También noté que he desarrollado la destreza de detectar a lo lejos el paso de una hormiga. Lo comprobé acostado en la cama cuando las descubrí transitar por las tablillas del techo. Sospecho que en las noches, desde los travesaños, trazan sus rutas del día a día y en la mañana las ejecutan en silencio. De modo que antes de saltar al café puedo verlas cruzar la pantalla del computador, recorrer estos párrafos, detenerse en alguna palabra como esta y continuar como caracteres vivientes que quieren hacer parte de otra frase, de otro pensamiento, fecundar una de estas letras, salirse con libertad de las márgenes y buscar la mano de quien se aferra a este libro.

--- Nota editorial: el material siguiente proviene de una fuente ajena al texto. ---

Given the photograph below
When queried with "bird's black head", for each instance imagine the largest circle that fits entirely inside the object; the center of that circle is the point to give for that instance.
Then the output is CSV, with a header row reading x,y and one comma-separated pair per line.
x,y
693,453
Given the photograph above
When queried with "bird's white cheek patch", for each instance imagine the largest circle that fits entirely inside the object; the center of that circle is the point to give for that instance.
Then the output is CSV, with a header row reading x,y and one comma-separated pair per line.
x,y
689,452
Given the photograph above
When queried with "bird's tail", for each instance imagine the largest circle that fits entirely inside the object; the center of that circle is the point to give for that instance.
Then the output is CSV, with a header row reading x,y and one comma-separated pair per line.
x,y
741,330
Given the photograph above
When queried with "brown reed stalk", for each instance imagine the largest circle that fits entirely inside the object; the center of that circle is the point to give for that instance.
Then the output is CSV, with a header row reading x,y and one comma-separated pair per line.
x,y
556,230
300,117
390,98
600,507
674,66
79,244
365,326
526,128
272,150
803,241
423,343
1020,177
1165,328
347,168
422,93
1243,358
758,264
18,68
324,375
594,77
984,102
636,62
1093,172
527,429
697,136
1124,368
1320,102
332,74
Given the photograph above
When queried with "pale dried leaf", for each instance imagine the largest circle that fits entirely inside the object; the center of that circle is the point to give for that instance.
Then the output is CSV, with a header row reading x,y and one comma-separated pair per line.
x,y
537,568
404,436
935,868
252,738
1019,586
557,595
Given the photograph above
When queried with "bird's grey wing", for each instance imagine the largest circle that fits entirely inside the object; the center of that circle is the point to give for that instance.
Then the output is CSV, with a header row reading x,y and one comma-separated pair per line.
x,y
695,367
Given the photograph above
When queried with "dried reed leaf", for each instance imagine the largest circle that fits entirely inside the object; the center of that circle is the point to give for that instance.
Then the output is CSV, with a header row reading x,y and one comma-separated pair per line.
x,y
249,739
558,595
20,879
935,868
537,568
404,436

A veces pienso que si las hubiera dejado tranquilas en el balcón no habrían hecho tanto nido, o sí, y simplemente esa es su naturaleza, su forma de reproducirse y evolucionar como una nueva especie. Unas hormigas que no quieren saber de selvas, ni de parques ni de desiertos, unas hormigas que prefieren tener rutina de apartamento y andar solas de vez en cuando, un poco burguesas. Las respetamos, las soplamos de los platos, pero no dejamos comida afuera ni paquetes mal cerrados. Ellas, como Diana cuando se levanta dormida, saben hallar su alimento. También saben que mientras sigamos conviviendo entre estas paredes, y a mí no me prohíban el café, seguirán siendo el mío.